L’un des ténors s’appelle Leif Ananiassen. Retraité de soixante-huit ans, il a accompli plusieurs fois le tour du monde dans la marine marchande avant de finir sa carrière comme garde-côtes. « Pour le sauvetage des marins, pas dans la police », tient-il à préciser. Depuis le film pour lequel ils n’ont pas touché un centime, les chanteurs de Berlevâg sont demandés partout… « C’est la gloire ! » plaisante Leif. Dans sa Xantia Citroën, il m’emmène dans son cabanon d’été – « ma datcha », dit-il – à quarante kilomètres de là. Même toundra désertique, même paysage lunaire. Il parle de De Gaulle et des Anglais, de Brigitte Bardot et des bébés phoques, de Gérard Depardieu qu’il a vu dans Le Comte de Monte-Cristo à la télévision. Ah, le château d’If ! Ah, Marseille ! Il se souvient d’une lointaine escale comme si c’était hier…
« Le Norvégien n’est pas frondeur, écrit Simenon, il est grave, respectueux d’autrui. » Ici, dans ce Finnmark aux conditions extrêmes, il est aussi ce que dépeint le film : un peu givré, mais serein et attachant. Tel ce géant barbu, communiste non repenti, qui pleure comme un enfant devant le monument aux morts de Mourmansk, lors d’une mémorable tournée de la chorale en Russie… « Je les aime », confie un Français de Lorient, Ludovic Besnard, qui a pris 40 pour cent des parts d’une pêcherie de Bervelâg et transporte près de deux mille tonnes de poissons de ligne par an en France : du flétan noir, du lieu, de l’aiglefin, du brosmes, de la rascasse du Nord, sans oublier la morue en saison… « C’est une des mers les plus poissonneuses du monde que le Gulf Stream empêche de geler, dit-il. Et comme la Norvège n’est pas membre de l’Union européenne, il n’y a pas de quotas à partager avec les pêcheurs espagnols ou français ! Pourvu que ça dure ! »
Quand Simenon longe les mêmes côtes, il n’a que vingt-sept ans et déjà une incroyable production d’articles, de contes et de romans publiés sous pseudonymes.

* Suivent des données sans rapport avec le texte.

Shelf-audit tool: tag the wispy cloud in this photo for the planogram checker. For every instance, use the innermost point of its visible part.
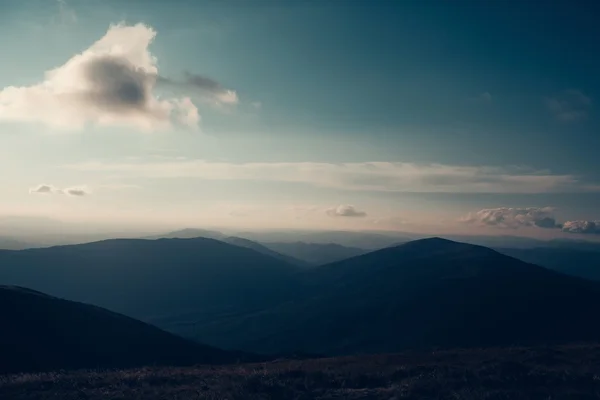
(569, 106)
(515, 218)
(367, 176)
(584, 227)
(110, 83)
(207, 88)
(345, 210)
(50, 189)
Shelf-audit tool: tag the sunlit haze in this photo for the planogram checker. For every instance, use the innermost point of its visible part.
(145, 115)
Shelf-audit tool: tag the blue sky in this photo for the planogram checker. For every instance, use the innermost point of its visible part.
(412, 115)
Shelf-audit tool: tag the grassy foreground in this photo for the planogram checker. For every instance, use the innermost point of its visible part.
(571, 372)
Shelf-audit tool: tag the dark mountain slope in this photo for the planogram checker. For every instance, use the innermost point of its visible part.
(189, 233)
(40, 332)
(582, 263)
(425, 293)
(316, 253)
(146, 278)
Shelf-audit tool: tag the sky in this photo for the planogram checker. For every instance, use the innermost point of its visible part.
(424, 116)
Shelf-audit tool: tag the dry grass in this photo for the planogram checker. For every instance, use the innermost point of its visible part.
(571, 372)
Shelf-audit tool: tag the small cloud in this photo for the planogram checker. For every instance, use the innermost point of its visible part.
(345, 211)
(569, 106)
(49, 189)
(43, 189)
(583, 227)
(78, 192)
(207, 88)
(513, 218)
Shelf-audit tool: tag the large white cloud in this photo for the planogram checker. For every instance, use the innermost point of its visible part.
(368, 176)
(509, 217)
(110, 83)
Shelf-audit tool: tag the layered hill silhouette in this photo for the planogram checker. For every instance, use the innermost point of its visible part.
(315, 253)
(191, 233)
(426, 293)
(150, 279)
(584, 263)
(43, 333)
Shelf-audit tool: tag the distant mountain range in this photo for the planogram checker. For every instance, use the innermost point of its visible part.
(426, 293)
(44, 333)
(316, 253)
(581, 263)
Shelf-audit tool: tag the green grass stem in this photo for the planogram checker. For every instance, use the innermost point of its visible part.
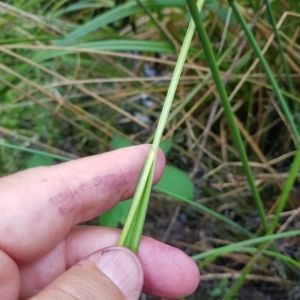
(267, 70)
(131, 233)
(227, 108)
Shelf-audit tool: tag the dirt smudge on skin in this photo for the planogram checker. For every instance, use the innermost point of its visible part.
(64, 202)
(114, 187)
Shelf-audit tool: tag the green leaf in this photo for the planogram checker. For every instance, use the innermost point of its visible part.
(177, 182)
(112, 15)
(165, 146)
(39, 160)
(116, 215)
(221, 11)
(118, 142)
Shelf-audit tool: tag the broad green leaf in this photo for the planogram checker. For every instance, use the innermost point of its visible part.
(222, 11)
(177, 182)
(39, 160)
(116, 215)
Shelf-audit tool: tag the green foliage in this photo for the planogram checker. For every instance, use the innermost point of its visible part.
(77, 100)
(116, 215)
(173, 180)
(177, 182)
(39, 160)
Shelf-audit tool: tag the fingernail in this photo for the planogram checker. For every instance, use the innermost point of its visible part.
(123, 268)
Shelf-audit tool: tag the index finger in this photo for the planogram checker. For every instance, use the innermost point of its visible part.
(39, 206)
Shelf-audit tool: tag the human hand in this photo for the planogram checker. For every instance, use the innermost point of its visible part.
(43, 254)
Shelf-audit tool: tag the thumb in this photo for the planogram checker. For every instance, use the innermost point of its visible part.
(110, 273)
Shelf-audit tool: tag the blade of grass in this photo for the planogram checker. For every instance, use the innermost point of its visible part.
(280, 48)
(227, 108)
(267, 70)
(132, 230)
(33, 151)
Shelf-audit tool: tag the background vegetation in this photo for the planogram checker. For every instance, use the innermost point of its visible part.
(84, 77)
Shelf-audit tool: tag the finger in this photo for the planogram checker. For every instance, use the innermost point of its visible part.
(168, 272)
(111, 273)
(48, 201)
(9, 278)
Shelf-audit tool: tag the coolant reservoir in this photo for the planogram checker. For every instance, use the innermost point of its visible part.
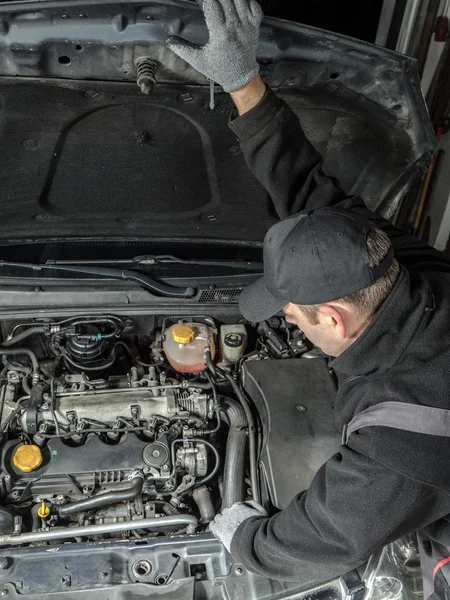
(184, 345)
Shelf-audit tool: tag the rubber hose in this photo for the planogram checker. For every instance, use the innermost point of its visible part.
(251, 436)
(102, 499)
(24, 335)
(236, 452)
(35, 518)
(31, 355)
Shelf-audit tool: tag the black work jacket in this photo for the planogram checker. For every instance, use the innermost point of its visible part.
(385, 483)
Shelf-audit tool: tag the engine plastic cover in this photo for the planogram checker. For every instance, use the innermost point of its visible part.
(295, 399)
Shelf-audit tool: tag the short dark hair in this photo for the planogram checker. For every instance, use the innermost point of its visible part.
(368, 300)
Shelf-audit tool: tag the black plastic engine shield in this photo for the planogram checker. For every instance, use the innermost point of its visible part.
(295, 399)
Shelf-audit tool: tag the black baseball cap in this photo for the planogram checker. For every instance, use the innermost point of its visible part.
(312, 258)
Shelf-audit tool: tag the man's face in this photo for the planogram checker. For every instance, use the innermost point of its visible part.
(324, 335)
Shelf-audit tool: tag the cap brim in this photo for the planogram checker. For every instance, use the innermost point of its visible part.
(256, 304)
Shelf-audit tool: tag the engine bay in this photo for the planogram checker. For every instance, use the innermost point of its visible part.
(113, 427)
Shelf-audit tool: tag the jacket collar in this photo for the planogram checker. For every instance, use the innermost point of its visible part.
(385, 340)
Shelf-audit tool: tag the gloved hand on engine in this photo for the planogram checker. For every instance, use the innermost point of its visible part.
(225, 524)
(229, 57)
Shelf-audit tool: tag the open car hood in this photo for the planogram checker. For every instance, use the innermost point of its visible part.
(84, 153)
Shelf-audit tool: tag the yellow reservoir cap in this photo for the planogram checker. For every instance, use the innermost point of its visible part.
(27, 458)
(183, 334)
(43, 511)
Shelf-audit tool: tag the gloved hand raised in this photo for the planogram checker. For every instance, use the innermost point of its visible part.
(229, 57)
(224, 525)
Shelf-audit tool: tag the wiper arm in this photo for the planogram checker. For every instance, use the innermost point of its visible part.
(151, 259)
(146, 282)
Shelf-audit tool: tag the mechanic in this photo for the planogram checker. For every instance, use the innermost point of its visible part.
(372, 297)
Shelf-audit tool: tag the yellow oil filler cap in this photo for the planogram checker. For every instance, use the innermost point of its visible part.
(183, 334)
(43, 511)
(27, 458)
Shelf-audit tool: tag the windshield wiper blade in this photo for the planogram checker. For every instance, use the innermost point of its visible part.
(151, 259)
(146, 282)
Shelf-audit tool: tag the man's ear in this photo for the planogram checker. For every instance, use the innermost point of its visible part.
(335, 317)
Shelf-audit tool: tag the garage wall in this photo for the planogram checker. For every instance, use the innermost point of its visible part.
(439, 214)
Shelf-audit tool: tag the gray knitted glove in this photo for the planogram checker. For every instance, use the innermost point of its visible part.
(224, 525)
(229, 57)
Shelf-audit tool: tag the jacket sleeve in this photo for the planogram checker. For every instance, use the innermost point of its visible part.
(353, 507)
(281, 157)
(284, 161)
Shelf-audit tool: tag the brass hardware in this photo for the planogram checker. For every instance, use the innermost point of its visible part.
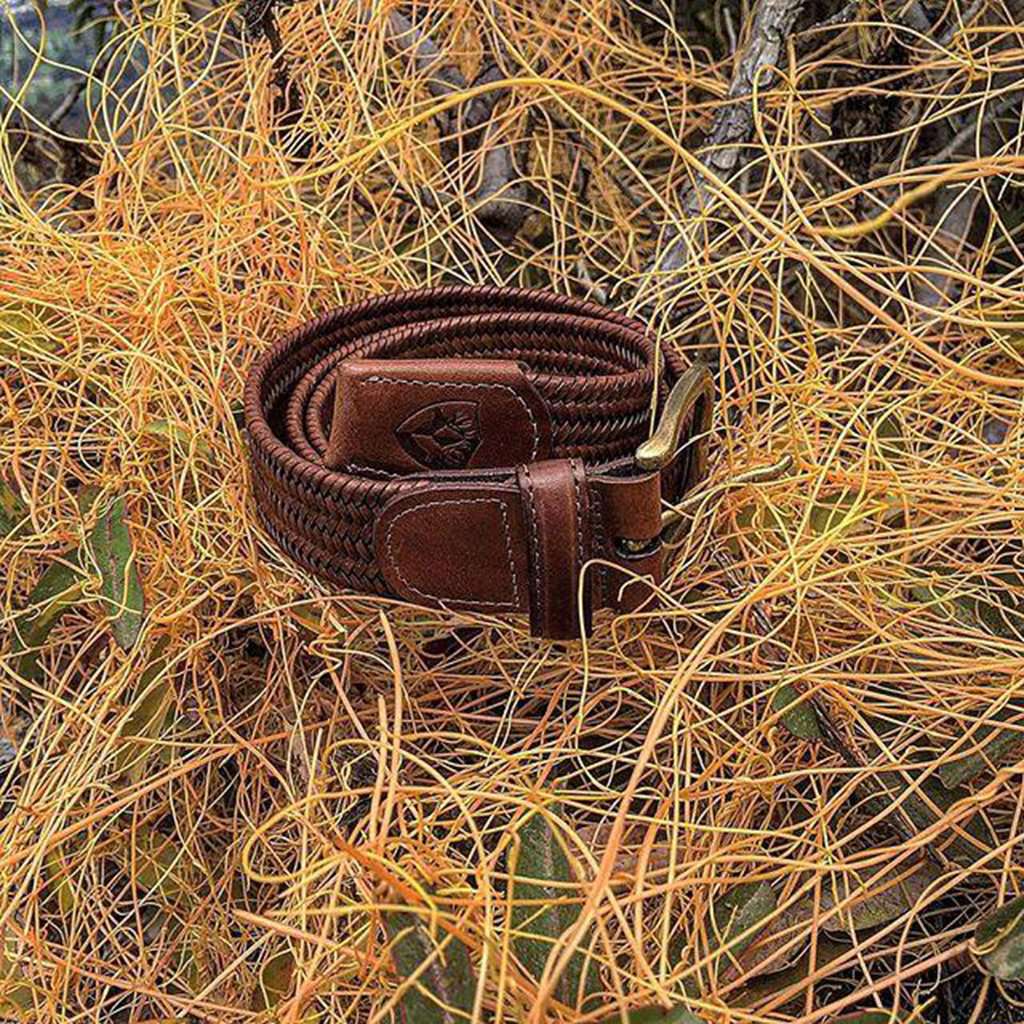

Il est en pleine gestation des « Maigret » et, lui, « l’admirable créateur de ports, de gares, de rues, de trains de nuit et d’écluses1 », trouve à coup sûr dans ces paysages et ces hommes du bout du monde, dans la nuit polaire et les aurores boréales, la distance nécessaire au mûrissement du personnage qui le rendra célèbre sur tous les continents.
Quand il s’arrête à Tromsô, en 1930, le film à succès du Kinematograf est La Ruée vers l’or avec Charlie Chaplin. Prémonition ? Quarante ans plus tard, la Norvège touchera le jackpot avec l’or noir de la mer du Nord. Une manne inespérée pour ce pays de 4,4 millions d’habitants dont la pêche et les mines de fer étaient jusque-là les seules richesses. La vie en est-elle devenue moins chère pour autant ? À l’époque, Simenon se plaint : « On me réclame 16 francs pour un paquet de tabac ordinaire ! » Les prix n’ont pas baissé depuis, et le litre d’essence est même plus coûteux qu’en France…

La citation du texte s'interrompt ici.